Saga and I traveled to Brno in Czech Republic for a training weekend. It was a great opportunity to work on new rubble sites, meet new people and exchange experience.
It was a very trying trip for Saga. On Friday we drove for eight hours, than did two searches in very high temperatures and a night search on a new and difficult rubble site. Saturday morning was rainy and we trained area search, but in the afternoon we traveled to another new rubble site. On Sunday we did two more searches on the first site and then slowly made our way back home.
Getting accustomed to long journeys and working in new, stressful surroundings is essential for an operative search and rescue dog. That is why it is so important to travel and put a young or inexperienced dog into novel situations.
Our own K9 SAR unit organized a disaster search training weekend. It was an extreme experience … we started with a rope descent from the third foor; we did six searches in two days on three different sites, including a night search. Working in extreme temperatures (up to 32°C); in concrete, asphalt and in war tunnels form WWII. Saga also had to contend with a stressed and distracted handler, since I was also the main organizer and instructor of my group. As always she was highly motivated, adapting to new and difficult circumstances with ease. A hallmark of a high drive, stable working dog.
Saga went to her first ever SAR boot camp. It was a weekend of firsts … new people, new dogs, sleeping in the car, working for three days straight. Lots of hard work and excitement. We trained wilderness or area search, prepairing for our first test which will be in September.
by Jasna Šporar
by Jasna Šporar
by Jasna Šporar
We participated in a competition called Hard Dog Race this weekend. It was a six kilometers long track with sixteen obstacles, ran in baking heat (28°C). It is a test of physical and mental preparation and of the bond between dog and handler. Out of 438 teams in women’s division, we ranked 20th.
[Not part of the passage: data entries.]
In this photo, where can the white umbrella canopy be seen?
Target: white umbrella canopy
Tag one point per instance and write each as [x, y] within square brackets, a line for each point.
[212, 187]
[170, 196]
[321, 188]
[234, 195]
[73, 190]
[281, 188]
Which is pretty good for our first time 😉
Without a doubt the rappel or rope descent is one of the most stressful parts of canine search and rescue. It is stressful for the handler, because rappeling with a dog strapped to your body is not an easy thing to do. But it is even more stressful for the dog, since she does not understand what is happening and is hanging many meters above ground with no control whatsoever.
A certified SAR canine has to stay calm, follow her handlers lead and most of all be able to work after. It takes a lot of training and an awsome prey drive to work a search after a 50 meter descent.